Dr. Kathryn Mosher checked in on Vinny before his infusion got underway. She led the effort to help Vinny qualify for newly-approved gene therapy for Duchenne muscular dystrophy.
When 5-year-old Vinny DeMando left Akron Children’s on Aug. 4, he left with a newly FDA-approved gene therapy making its way through his body.
His parents left with hope and gratitude for a brighter, healthier future for him.
Vincent (Vinny), of Massillon, was diagnosed in July 2021 with Duchenne muscular dystrophy (DMD), a rare and progressive genetic neuromuscular disease. Predominantly affecting males, Duchenne is linked to the X chromosome and caused by mutations in the dystrophin gene. The mutations result in an absence of functional dystrophin protein, which acts as a shock absorber when muscles move. The absence of dystrophin leads to progressive muscle weakness and life-threatening complications, including cardiomyopathy, respiratory failure and, ultimately, premature death.
According to Sarepta Therapeutics, on Aug. 4, Vinny, 5, was one of the first two patients in the world to receive a gene therapy approved by the FDA in June for Duchenne muscular dystrophy.
As difficult as that diagnosis was to hear, Vinny and his family now have the good fortune of him meeting the criteria to receive one of the very first doses of ELEVIDYS, a gene therapy from Sarepta Therapeutics that addresses the underlying cause of Duchenne, since it was approved for use by the FDA in June.
“Right now Vinny does not produce any dystrophin,” said his mom, Jill, “so even producing the smallest amount is really beneficial for his heart and lungs.”
Jill and Michael have an older daughter, Eliana, and noticed developmental delays in Vinny in his first few months.
The DeMando family with baby Vinny
“I know you are not supposed to compare your children,” said Jill, “and initially, they weren’t big differences.”
But, beginning around 11 months of age, they noticed Vinny was missing milestones like crawling on all fours, walking late and, by age 4, not jumping like the other kids around him. After a referral to Akron Children’s, an assessment from pediatric physiatrist Dr. Kathryn Mosher and a genetics test, the diagnosis was confirmed.
Dr. Mosher recognized Vinny could be one of the first candidates for the newly-approved therapy. About three weeks prior to the infusion, a multi-disciplinary team at Akron Children’s was essential to making it happen, beginning with the first step – confirming that the patient’s health insurer and his mother’s employer would pay for the $3.2 million one-dose therapy.
The team, led by pharmacy director John Lepto, including physicians, nurses, pharmacists, and staff from billing, managed care and social work, worked to ensure everything would be ready, including training on how the medicine, which must be shipped and stored at precise temperatures, would be received and administered.
“It’s exciting to be part of that,” said Lepto, who has also been involved in getting other “orphan” or rare and expensive new drugs to Akron Children’s patients over the past 3 years. “We know how much it means for these patients.”
The Infusion Center team wore matching green on Friday – the awareness color for muscular dystrophy.
Ohio has been a leader in the fight against DMD with clinical trials set here, and the state recent adding DMD to its newborn screening, effective 2024.
Jill is active in Parent Project Muscular Dystrophy, a network of parents who are working to accelerate research for DMD and advocate for optimal care and access to approved therapies for all families affected.
Vinny’s infusion on Friday was yet another career highlight for Dr. Mosher, who has been thrilled to witness the advancements in therapies to help children with DMD.
“Today is a historic moment in the battle against Duchenne muscular dystrophy,” said Dr. Mosher. “While ELEVIDYS is not a cure, it is the biggest advance in treatment we have seen. I am so proud of the team at Akron Children’s who came together to make this moment happen. I am truly blessed to work among such amazing colleagues.”

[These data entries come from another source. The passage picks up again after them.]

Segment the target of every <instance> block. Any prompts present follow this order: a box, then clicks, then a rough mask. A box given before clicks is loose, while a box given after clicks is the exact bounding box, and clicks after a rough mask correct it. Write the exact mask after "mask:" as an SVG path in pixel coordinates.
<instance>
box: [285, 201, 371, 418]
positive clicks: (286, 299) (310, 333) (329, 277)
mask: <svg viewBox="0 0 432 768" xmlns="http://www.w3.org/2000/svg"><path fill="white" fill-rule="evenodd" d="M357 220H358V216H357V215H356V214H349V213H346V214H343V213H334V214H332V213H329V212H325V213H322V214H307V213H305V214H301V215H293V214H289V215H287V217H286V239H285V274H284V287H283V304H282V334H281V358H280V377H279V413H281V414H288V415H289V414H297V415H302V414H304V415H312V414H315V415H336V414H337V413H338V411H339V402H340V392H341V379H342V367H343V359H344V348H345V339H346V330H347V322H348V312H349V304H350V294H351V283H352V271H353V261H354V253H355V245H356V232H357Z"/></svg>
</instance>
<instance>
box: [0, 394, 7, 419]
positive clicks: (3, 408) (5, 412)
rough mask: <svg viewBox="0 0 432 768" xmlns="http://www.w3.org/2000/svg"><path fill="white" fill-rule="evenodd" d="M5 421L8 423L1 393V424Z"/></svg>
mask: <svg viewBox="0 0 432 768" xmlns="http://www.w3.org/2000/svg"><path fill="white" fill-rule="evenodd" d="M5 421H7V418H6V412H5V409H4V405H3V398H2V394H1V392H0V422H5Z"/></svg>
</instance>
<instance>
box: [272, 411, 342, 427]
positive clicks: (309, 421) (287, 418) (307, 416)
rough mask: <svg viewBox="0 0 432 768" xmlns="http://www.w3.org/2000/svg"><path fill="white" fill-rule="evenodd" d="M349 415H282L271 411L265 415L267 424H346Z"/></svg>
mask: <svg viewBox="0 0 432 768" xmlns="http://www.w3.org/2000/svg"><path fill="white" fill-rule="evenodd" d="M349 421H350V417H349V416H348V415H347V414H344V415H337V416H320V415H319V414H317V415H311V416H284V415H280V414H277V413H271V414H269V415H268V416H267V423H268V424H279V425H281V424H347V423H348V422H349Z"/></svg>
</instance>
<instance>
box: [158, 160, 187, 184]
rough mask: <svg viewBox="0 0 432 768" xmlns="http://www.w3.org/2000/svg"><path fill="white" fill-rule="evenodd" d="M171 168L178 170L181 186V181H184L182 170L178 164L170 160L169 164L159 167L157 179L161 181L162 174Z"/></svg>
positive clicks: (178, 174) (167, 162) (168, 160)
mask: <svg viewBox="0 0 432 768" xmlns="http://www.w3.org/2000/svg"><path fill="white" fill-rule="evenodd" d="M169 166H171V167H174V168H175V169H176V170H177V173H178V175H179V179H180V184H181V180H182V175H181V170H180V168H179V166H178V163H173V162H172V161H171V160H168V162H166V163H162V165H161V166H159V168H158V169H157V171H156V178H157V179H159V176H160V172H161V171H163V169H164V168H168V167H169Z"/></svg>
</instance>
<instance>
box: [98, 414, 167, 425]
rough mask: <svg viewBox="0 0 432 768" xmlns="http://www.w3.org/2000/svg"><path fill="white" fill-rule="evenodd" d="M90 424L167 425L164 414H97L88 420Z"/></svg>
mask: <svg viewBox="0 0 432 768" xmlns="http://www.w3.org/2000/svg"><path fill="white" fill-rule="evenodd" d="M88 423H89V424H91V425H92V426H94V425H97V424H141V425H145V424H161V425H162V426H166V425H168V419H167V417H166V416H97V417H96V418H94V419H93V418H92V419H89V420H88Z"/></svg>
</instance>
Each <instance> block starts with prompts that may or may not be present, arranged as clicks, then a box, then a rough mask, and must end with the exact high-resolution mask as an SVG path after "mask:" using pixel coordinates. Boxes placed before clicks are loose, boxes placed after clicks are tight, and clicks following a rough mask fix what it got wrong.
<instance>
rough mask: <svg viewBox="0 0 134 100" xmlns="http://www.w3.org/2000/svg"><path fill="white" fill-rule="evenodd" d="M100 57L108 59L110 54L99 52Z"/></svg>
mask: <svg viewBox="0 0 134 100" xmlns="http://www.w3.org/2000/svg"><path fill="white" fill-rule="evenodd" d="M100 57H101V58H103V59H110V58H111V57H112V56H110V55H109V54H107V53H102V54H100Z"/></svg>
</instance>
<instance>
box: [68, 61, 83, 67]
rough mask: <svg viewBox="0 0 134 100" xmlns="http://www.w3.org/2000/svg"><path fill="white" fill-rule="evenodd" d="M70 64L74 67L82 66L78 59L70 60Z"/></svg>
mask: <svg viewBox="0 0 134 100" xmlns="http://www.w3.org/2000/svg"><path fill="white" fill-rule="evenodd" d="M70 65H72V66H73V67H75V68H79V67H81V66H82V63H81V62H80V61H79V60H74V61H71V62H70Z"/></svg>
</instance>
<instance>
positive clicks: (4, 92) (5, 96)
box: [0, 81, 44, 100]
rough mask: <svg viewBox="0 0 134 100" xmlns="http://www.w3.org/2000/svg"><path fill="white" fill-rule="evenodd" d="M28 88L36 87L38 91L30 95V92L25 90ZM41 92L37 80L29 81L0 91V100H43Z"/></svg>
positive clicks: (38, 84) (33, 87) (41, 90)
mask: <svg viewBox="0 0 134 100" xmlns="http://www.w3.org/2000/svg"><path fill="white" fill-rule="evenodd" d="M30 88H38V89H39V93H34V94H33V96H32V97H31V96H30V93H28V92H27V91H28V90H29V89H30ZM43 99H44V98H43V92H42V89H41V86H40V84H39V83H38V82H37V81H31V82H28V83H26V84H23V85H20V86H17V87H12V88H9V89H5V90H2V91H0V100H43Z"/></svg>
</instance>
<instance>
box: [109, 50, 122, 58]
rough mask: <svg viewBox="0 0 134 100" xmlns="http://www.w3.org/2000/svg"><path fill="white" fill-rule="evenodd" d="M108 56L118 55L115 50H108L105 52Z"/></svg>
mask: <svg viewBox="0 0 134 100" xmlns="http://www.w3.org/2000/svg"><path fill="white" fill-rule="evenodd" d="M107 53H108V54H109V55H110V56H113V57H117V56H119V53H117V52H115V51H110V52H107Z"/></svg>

Dr. Mosher added that this moment belongs to the community of families living with DMD.
“We hope for a day when we can offer this treatment to a wider range of patients,” she said, “and we look forward to a day when our patients are not always living in the shadow of this terrible disease.”
While ELEVIDYS has been approved for just one use and it is unclear now if the benefits will last 5 years, 20 years or longer, Vinny’s parents are putting their faith in the science.
“I have talked to several mothers throughout the U.S. who had children in the clinical trial and every single one of them told me that, after about six months, the change was phenomenal. Their kids could run, climb stairs, jump and keep up with other kids,” Jill said. “It’s pretty amazing, and we are pretty excited to see Vinny do those things too.”
Cupcakes for all! Vinny’s infusion day just happened to be his mom’s birthday.
While waiting for his infusion, Vinny had fun playing with a remote-control car.